Post-vaccine reunion is an emotional mobile game


April 26, 2020 – The night before Lisa Hardesty ‘s post-vaccination meeting with her 101-year-old grandmother felt like the night before going to the amusement park as a child.

“I can’t wait to hug her,” said Hardisti, 54, a few days ago. “The level of excitement is like if you were planning an exciting and stressful vacation until the night before, and then you’re so excited that you can’t sleep. We didn’t get that last year.”

On the day of the reunion, Hardisti and her 17-year-old daughter Payton waited outside a restaurant in Holloway, Minnesota, of 97, always with anticipation. When the mother and daughter finally caught a glimpse of 101-year-old Ellen through the car window, they started running towards her “like she was a celebrity,” says Hardesti.

“They couldn’t even stop the car before we embraced it,” says Hardesty, a licensed clinical psychologist at Mayo Clinic in Rochester, Minnesota. “Everyone was talking above everyone else. We couldn’t publish our stories quickly enough. It was such a joy.”

With Vaccinations Done much faster than expected, families and friends reunite safely after a year or more of separation. Most of their encounters are filled with joy, hugs, and laughter that Hardestys describes. But there is also anxiety and Anxiety, Especially preceding events – and that’s normal too, psychologists and doctors say.

Social Isolation The increased sense of loneliness that people have experienced as a result of COVID-19 is one of the most devastating aspects of … pandemicSays Scott Kaiser, MD, director of cognitive health on aging at the Pacific Institute of Neuroscience at Providence St. John’s Health Center in Santa Monica, California. Now this Vaccines Paving the way for a safe reunion, “There is a wide range of emotions. For the most part, it’s comfort, vitality and the joy of being back together.
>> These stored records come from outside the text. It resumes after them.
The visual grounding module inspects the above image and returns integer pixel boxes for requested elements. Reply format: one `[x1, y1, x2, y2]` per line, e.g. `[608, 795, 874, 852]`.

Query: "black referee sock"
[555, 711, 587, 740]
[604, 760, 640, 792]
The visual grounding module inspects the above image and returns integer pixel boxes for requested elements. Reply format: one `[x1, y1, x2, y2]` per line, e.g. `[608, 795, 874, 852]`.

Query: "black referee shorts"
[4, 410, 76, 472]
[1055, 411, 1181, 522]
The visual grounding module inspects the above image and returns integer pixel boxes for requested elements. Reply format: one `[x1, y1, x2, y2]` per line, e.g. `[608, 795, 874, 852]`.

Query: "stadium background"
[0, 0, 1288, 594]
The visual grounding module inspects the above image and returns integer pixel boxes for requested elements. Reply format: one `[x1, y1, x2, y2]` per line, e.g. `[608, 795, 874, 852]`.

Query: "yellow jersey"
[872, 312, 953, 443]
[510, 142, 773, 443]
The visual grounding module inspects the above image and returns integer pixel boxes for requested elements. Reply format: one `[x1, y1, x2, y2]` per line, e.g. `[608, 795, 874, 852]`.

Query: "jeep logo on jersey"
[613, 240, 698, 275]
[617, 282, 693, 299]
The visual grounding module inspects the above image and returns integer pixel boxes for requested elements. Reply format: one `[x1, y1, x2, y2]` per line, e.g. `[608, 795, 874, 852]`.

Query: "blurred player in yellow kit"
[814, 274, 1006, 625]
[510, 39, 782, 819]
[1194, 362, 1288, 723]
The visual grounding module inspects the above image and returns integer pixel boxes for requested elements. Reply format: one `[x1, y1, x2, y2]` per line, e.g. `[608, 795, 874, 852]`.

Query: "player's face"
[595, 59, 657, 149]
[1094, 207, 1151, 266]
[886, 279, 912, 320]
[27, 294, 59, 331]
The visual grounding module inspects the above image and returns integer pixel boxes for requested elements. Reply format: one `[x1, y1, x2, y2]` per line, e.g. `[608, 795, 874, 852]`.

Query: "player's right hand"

But there are a lot of feelings contained in that.”

Imagine a new mom who brings a baby home for the first time, says Kaiser. “Of course, there are other people who desperately want to meet the child,” he says. “This can be great for mom and baby, but it can also be a double-edged sword.” The new mom, who has just gone through a tremendous change, wants to protect the vulnerable baby – plus she may be exhausted. Now that we’ve all gone through massive changes, “we’re all still at risk,” says Kaiser. “We don’t know what people are going through, physically and emotionally.”